It's an edge case for sure. I don't quite mind which way we go either.
For now I'll just keep the current way of doing things, but am happy to
change it.

> One thing that I don't quite follow with this logic is why we need to
> have geometric_factor set. You could (somewhat unreasonably) write a
> MIDX containing a single pack (git repack -[A|a] --write-midx
> --write-bitmap-index), or a MIDX containing just the new pack along with
> all of the existing (local) packs, (git repack --write-midx
> --write-bitmap-index).
> 
> So I think we'd want to drop the geometric_factor from the above
> conditional. (And in the future, I think we typically refer to whether
> or not the "geometry" pointer is NULL or not to indicate whether or not
> we are doing a geometric repack, though the diff context doesn't give me
> enough to know whether we have even attempted to set up that instance
> yet, so this is fine, too).

Mh.
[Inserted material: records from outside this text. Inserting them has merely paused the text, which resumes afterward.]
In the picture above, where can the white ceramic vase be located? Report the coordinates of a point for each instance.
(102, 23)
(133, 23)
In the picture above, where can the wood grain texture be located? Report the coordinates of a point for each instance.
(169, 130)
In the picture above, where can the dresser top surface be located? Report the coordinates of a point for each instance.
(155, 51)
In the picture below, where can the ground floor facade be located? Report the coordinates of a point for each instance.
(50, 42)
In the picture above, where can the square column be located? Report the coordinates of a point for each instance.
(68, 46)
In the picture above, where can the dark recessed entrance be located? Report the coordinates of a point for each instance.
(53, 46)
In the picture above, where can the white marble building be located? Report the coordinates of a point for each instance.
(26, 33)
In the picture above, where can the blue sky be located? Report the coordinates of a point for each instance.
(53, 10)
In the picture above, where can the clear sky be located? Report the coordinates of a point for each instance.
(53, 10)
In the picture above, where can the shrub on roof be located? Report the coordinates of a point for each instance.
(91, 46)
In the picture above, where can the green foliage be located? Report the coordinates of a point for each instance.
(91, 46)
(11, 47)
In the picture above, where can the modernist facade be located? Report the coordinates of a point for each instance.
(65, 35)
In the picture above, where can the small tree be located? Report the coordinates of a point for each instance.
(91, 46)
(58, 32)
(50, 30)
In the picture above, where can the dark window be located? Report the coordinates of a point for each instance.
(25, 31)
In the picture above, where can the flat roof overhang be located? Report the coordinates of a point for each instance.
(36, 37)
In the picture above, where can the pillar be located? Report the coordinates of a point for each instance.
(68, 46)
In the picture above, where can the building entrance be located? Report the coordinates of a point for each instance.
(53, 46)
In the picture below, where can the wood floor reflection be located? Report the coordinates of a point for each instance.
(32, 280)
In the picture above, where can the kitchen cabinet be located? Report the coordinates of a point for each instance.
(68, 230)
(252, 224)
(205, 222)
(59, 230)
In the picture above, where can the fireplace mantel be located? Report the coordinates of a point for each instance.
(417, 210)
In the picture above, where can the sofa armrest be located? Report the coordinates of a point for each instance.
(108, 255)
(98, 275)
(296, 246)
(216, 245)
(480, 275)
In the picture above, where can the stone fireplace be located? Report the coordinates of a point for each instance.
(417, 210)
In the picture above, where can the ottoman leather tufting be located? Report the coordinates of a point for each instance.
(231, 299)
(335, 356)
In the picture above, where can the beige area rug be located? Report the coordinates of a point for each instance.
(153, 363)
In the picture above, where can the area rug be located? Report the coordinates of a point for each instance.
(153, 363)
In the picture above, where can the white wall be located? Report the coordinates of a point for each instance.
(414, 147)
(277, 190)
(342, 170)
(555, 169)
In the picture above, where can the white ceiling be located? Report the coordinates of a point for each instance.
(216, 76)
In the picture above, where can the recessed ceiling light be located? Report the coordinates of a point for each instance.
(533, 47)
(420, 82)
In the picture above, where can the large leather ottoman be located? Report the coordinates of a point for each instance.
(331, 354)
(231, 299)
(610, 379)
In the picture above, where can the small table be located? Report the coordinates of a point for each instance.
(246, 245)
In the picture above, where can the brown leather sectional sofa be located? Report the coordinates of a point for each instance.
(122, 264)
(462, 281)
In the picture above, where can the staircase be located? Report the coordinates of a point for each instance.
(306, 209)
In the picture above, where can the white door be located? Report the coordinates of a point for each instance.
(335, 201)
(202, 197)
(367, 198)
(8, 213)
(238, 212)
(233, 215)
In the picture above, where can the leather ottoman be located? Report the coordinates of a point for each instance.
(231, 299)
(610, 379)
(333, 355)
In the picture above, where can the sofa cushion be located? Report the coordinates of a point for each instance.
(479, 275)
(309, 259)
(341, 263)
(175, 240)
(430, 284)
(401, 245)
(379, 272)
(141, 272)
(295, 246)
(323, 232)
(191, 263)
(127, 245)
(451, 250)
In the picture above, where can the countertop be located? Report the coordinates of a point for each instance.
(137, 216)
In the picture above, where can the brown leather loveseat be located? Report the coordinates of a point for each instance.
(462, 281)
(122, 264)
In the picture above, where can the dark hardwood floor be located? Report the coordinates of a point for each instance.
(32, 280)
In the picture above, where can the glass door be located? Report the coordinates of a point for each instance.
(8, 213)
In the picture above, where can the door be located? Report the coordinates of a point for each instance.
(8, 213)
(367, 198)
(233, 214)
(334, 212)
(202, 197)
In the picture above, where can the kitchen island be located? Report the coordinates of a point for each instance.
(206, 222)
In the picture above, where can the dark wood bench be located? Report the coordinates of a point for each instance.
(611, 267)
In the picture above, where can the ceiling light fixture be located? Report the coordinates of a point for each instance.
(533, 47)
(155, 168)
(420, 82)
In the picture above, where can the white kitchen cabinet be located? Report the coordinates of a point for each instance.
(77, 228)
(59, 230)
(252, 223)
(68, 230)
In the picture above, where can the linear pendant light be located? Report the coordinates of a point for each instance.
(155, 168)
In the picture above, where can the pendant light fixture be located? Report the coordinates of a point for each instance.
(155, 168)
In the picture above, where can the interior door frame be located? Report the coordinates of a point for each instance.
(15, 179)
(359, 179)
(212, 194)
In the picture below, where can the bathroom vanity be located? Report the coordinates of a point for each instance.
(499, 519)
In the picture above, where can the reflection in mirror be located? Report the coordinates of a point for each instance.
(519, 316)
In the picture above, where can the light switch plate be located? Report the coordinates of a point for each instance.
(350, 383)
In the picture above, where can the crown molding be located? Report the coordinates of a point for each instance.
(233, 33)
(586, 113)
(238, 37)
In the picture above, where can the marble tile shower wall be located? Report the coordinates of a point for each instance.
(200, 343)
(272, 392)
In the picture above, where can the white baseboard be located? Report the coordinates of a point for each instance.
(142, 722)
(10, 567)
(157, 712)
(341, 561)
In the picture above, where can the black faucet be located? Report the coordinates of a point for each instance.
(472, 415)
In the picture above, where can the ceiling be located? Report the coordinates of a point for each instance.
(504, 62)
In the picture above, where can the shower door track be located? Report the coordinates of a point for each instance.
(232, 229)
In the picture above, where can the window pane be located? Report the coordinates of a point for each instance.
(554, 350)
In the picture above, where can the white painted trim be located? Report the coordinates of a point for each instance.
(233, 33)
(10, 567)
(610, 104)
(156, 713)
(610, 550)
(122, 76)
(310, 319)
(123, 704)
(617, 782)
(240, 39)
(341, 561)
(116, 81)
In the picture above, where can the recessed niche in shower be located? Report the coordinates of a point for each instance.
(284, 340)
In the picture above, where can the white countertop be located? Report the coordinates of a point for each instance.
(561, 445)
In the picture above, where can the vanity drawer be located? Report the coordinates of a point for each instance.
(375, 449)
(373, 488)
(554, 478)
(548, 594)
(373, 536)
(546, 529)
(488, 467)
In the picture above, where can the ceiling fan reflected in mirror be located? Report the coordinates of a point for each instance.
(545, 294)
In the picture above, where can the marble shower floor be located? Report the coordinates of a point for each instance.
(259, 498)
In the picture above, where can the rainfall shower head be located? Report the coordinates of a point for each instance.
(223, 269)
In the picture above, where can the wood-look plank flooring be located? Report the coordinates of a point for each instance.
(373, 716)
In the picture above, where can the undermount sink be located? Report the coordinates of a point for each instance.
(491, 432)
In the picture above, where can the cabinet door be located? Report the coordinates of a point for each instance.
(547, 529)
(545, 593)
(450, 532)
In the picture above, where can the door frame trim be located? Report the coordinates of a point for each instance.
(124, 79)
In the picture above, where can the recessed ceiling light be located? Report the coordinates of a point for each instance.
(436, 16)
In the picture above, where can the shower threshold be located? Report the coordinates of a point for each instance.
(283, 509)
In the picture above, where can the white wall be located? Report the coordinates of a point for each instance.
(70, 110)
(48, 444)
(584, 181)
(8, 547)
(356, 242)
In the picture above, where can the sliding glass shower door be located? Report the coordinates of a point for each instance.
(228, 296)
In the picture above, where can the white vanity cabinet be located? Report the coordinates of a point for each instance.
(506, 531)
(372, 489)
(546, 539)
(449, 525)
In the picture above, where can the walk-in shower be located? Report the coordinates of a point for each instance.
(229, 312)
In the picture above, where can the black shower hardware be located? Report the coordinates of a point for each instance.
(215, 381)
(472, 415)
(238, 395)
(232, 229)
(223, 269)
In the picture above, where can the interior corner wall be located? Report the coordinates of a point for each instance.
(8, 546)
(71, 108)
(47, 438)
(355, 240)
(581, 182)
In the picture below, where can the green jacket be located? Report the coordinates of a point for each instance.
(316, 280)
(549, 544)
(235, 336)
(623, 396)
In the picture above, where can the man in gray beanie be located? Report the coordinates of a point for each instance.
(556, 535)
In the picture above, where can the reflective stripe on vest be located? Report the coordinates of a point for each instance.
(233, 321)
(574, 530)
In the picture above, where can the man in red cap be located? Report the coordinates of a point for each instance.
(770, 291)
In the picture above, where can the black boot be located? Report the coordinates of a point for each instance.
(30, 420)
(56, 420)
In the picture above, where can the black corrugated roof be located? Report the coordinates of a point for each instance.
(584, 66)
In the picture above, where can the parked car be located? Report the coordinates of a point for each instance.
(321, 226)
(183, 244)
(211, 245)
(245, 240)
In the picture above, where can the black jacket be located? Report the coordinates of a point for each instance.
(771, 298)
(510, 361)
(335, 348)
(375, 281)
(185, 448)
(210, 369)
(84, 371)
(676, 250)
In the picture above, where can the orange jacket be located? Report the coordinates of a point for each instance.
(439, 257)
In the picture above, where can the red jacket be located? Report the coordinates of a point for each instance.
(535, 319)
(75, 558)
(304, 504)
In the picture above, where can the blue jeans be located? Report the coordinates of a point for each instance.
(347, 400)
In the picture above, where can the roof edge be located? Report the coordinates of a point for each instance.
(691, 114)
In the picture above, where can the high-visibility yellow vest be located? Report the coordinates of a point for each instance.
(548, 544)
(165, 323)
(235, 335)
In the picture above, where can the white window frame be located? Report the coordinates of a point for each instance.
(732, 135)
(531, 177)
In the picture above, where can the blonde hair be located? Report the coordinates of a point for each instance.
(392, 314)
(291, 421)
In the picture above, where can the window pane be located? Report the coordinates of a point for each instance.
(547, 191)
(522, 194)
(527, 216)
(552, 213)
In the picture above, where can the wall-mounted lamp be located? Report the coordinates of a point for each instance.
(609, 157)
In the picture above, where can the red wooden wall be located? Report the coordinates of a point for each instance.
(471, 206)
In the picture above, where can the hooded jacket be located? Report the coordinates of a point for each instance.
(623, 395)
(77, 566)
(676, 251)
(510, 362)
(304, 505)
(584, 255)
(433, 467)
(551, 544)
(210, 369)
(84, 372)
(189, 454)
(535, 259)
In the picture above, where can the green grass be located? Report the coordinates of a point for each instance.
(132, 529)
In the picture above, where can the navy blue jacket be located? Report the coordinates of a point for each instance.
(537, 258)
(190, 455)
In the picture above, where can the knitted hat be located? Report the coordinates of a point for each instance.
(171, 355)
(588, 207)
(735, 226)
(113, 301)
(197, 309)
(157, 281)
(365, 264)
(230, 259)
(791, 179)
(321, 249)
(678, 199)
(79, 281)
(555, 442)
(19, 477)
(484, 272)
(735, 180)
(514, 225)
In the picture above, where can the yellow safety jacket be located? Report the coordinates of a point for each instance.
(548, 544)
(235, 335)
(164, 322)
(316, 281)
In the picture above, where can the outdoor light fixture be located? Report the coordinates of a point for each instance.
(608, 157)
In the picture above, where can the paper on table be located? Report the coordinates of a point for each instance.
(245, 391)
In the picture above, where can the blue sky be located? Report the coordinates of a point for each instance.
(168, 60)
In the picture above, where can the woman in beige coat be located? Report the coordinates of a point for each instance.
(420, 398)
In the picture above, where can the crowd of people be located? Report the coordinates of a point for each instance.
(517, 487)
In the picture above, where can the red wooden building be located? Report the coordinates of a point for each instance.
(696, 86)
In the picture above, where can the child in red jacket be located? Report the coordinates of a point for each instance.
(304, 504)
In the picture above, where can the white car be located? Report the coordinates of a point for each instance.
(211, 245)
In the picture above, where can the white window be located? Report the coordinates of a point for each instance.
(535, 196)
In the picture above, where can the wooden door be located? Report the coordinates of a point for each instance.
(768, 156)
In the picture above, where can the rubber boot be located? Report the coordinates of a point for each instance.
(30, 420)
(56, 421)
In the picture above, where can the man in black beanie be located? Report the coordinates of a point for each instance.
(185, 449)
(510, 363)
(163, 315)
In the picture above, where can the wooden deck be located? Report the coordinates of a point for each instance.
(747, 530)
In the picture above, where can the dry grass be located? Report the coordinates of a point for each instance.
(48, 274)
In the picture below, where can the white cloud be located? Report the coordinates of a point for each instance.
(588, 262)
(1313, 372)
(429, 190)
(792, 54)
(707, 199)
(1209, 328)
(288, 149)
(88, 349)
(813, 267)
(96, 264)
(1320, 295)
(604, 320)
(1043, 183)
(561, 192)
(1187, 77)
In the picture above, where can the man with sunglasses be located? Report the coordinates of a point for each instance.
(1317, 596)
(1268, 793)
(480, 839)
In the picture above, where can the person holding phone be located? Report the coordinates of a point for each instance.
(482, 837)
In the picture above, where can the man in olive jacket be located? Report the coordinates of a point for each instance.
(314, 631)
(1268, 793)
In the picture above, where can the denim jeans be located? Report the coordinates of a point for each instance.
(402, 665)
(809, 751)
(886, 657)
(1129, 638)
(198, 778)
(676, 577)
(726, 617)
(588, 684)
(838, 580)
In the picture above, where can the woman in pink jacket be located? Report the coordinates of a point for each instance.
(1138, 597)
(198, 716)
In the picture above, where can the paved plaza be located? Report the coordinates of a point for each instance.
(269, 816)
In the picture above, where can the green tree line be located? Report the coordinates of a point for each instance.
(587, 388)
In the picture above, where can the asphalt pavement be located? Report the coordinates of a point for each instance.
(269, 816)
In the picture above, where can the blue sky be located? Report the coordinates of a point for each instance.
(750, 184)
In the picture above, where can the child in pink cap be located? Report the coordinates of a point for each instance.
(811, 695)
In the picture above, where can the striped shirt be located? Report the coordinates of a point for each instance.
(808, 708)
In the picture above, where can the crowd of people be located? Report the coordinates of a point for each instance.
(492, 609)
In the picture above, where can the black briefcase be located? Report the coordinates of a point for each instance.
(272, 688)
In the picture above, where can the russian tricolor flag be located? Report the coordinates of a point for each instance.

Yeah, I think you're right. I'll change it.

Patrick
Patrick Steinhardt April 13, 2023, 10:14 a.m. UTC | #3
On Thu, Apr 13, 2023 at 11:54:55AM +0200, Patrick Steinhardt wrote:
> On Wed, Apr 12, 2023 at 06:01:06PM -0400, Taylor Blau wrote:
> > On Wed, Apr 12, 2023 at 12:23:01PM +0200, Patrick Steinhardt wrote:
[snip]
> > One thing that I don't quite follow with this logic is why we need to
> > have geometric_factor set. You could (somewhat unreasonably) write a
> > MIDX containing a single pack (git repack -[A|a] --write-midx
> > --write-bitmap-index), or a MIDX containing just the new pack along with
> > all of the existing (local) packs, (git repack --write-midx
> > --write-bitmap-index).
> > 
> > So I think we'd want to drop the geometric_factor from the above
> > conditional. (And in the future, I think we typically refer to whether
> > or not the "geometry" pointer is NULL or not to indicate whether or not
> > we are doing a geometric repack, though the diff context doesn't give me
> > enough to know whether we have even attempted to set up that instance
> > yet, so this is fine, too).
> 
> Mh. Yeah, I think you're right. I'll change it.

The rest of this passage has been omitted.